I'm actually very tired after a whole day of work but I say to myself that I must make this entry so that this would be a reminder to myself. Not towards the bad but more of self-encouragement.
Today I swallowed hard on my pride and ego so to not stoop to the low-class argument and mentality of a colleague. I know I was not in a wrong and everyone else also knows that. I was quite hot-headed when the incident happened and was so sure I would deal with it confrontational via email. Like this person would get worse repercussions through black and white and look totally stupid because it was not my fault at all. And I would also copy my boss in the email. But while I was crafting the reply, I got into a dilemma. My brain says 'Do It!', my heart says 'Forget about it.
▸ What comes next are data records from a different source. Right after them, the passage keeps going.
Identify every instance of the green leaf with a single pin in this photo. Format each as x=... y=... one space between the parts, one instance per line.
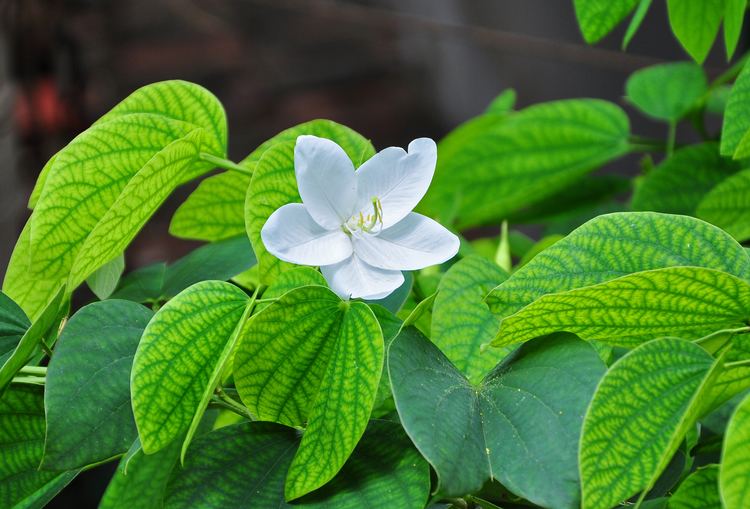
x=728 y=206
x=244 y=465
x=461 y=322
x=104 y=280
x=301 y=360
x=679 y=183
x=734 y=474
x=22 y=484
x=87 y=396
x=695 y=23
x=179 y=359
x=593 y=253
x=640 y=413
x=30 y=340
x=667 y=91
x=215 y=210
x=497 y=164
x=520 y=425
x=597 y=18
x=684 y=301
x=13 y=325
x=700 y=490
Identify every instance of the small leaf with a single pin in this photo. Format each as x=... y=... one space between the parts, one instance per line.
x=178 y=358
x=104 y=279
x=728 y=206
x=301 y=360
x=87 y=396
x=667 y=91
x=734 y=474
x=461 y=322
x=695 y=23
x=683 y=301
x=22 y=484
x=594 y=253
x=700 y=490
x=640 y=413
x=680 y=182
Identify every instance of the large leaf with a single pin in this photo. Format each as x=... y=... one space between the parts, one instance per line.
x=215 y=210
x=695 y=23
x=734 y=473
x=245 y=465
x=311 y=357
x=179 y=360
x=640 y=413
x=87 y=396
x=666 y=91
x=519 y=426
x=728 y=206
x=679 y=183
x=598 y=17
x=461 y=322
x=684 y=301
x=91 y=180
x=484 y=174
x=22 y=484
x=617 y=244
Be gracious!'. I stared at the screen for a long time struggling to make a decision to do it or not. And my heart won. I decided not to because,
1. There are enough wars already going on in office. I don't need another to make my point when everybody else knows the problem doesn't lie with me.
2. I don't need to fall into this 'trap' and show that I am of the same maturity and attitude as this person and it isn't my fault afterall.
Maybe some of you reading it will think I've made a foolish move and I should have countered back. I may 'suffer' more now but I trust that in long term I will be winner after all. I will always remember what one of my ex-bosses say, "Pick the right war to fight!". Yup! This war is not worth my time.